Magic or Madness (25 page)

“Damn,” Jay-Tee said. Her hunger was starting to return. She ate a mouthful of cold, slimy-with-egg bacon. “What else did he say?”
“Not much. That he reckoned you were going to show up at Inferno sooner or later ’cause it was your kind of place. That he’s been looking for you everywhere. He seems like a really nice guy.”
“He’s cool. It’s just that he was away when things got bad. He had no idea.”
“Away?”
“Boarding school. Got a scholarship on account of the basketball genes.”
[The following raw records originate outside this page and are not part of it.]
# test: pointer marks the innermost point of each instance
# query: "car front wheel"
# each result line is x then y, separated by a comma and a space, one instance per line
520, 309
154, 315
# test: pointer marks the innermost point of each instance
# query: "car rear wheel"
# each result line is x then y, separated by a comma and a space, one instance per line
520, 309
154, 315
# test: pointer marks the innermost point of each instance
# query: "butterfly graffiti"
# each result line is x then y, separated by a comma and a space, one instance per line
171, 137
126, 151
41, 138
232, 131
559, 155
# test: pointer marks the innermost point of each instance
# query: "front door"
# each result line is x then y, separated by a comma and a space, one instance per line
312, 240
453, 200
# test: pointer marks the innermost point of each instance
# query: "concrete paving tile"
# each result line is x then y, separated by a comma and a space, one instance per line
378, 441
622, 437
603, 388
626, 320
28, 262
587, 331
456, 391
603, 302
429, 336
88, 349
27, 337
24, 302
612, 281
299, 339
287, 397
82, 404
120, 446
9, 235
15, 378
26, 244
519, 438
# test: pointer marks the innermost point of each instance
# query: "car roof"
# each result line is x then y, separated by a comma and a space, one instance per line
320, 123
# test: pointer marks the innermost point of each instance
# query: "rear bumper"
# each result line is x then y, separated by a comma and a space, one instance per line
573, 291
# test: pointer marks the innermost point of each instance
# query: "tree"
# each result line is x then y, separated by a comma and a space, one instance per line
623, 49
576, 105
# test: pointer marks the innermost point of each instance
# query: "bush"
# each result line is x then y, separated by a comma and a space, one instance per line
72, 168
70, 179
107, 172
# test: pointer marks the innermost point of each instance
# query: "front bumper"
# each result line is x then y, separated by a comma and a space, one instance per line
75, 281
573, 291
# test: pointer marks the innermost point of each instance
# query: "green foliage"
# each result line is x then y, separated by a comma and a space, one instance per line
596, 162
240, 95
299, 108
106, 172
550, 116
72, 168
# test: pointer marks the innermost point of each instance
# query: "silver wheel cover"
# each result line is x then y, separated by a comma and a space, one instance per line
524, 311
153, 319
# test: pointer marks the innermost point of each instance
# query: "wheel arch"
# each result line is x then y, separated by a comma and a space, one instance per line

“Why didn’t you tell him?”
How could she have told him? Why would he have believed her? Their dad had always been so gentle. Jay-Tee shook her head. “Did Danny say
anything
about Dad?”
“Just that he thought that’s why you ran away.” Reason smiled at her again. Jay-Tee guessed that was supposed to be reassuring. “He seemed to be on
your
side. Not your dad’s. You should call him.”
Jay-Tee glared at her, had to fight down an urge to storm out of the restaurant. “Right. And have him lead that bastard straight to me. I don’t think so.”
“Danny wouldn’t do that. He said things have changed.”
“Yeah, well, I doubt they’ll be changed enough.”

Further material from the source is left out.